For a 10 MiB nginx limit:

  • 10,485,759 bytes → should succeed
  • 10,485,760 bytes → should succeed (confirm)
  • 10,485,761 bytes → should return 413

What the error response looks like matters as much as the status code. nginx’s default 413 page is a raw HTML string. If your frontend doesn’t handle a non-JSON response from an endpoint it expects to return JSON, you’ll get an unhandled rejection or an opaque “invalid response” error instead of “file too large.” Test the error path as carefully as the happy path.

Generating exact-size test files

The classic shell approach:

# create a 10,485,761-byte sparse file
truncate -s 10485761 toolarge.bin

truncate is fast and accurate for size testing. dd if=/dev/urandom also works but is slow for anything over a few MB. Both produce binary blobs — fine for confirming a 413, but useless if your endpoint also validates MIME type or inspects magic bytes.

For testing specific formats at exact sizes, the Sample File Generator does the job in your browser: generate a genuinely valid file — PDF, PNG, JPG, WebP, GIF, BMP, SVG, ZIP, TAR, GZIP, CSV, JSON, XML, YAML, SQL, Markdown, TXT, TSV, LOG, or binary — at any exact byte count up to 250 MB, no install required. Enter the byte count you calculated, pick the format your endpoint expects, and download.

The tool uses decimal units (1 MB = 1,000,000 bytes), so for MiB-based limits, calculate the byte count first — either mentally or with the Bytes Converter — then enter the raw number.

MIME type validation

Upload limits aren’t only about size. Most endpoints also check the MIME type of the incoming file, either from the Content-Type request header or by inspecting the file’s magic bytes directly.

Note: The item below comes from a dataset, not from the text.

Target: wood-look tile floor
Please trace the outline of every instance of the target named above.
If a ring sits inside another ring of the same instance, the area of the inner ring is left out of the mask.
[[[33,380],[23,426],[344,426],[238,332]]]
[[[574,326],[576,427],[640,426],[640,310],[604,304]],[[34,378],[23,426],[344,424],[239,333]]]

This intersects with size testing: when you generate boundary-size test files, the MIME type needs to be correct too. A binary blob renamed to .pdf will fail MIME validation before the size check even runs, giving you a false pass on the boundary — you think the size test passed, but the request was rejected for an entirely different reason.

Genuine format files matter here. A PDF that actually opens as a PDF and is exactly 10,485,761 bytes is a more honest test than a renamed blob.

Common mistakes

  • Testing only the happy path. Not testing just-over-the-limit, and not verifying the response code and body when the limit is actually hit.
  • Treating MB and MiB as interchangeable. Audit every limit in your stack in raw bytes before writing any validation.
  • Not knowing which layer rejected the request. Set your app limit to 500 MB and test at 11 MiB to confirm nginx is the actual constraint — not your code, not the CDN.
  • Ignoring multipart form overhead. An HTML <form enctype="multipart/form-data"> adds several hundred bytes of boundary metadata on top of the file payload. A file sitting right at the limit can exceed it after encoding.
  • Not testing the error UX. A 413 that renders as a blank white page or a JSON parse error in the browser console is a bug, even if the server behaved correctly.

A repeatable boundary test workflow

  1. List every layer with a configured limit: CDN, reverse proxy, cloud function, app code.
  2. Convert every limit to exact bytes. Be explicit about MB (decimal) vs MiB (binary).
  3. Generate test files at limit - 1, limit, and limit + 1 bytes in the MIME type the endpoint actually accepts.
  4. Confirm a success response on the first two and a 413 (or your defined error code) on the third.
  5. Verify the frontend handles the error response gracefully — correct status, readable message, no unhandled promise rejections.

Boundary testing is not glamorous. But it’s exactly the kind of thing that catches you at 2 AM when a user tries to upload something marginally larger than whatever file you happened to test with.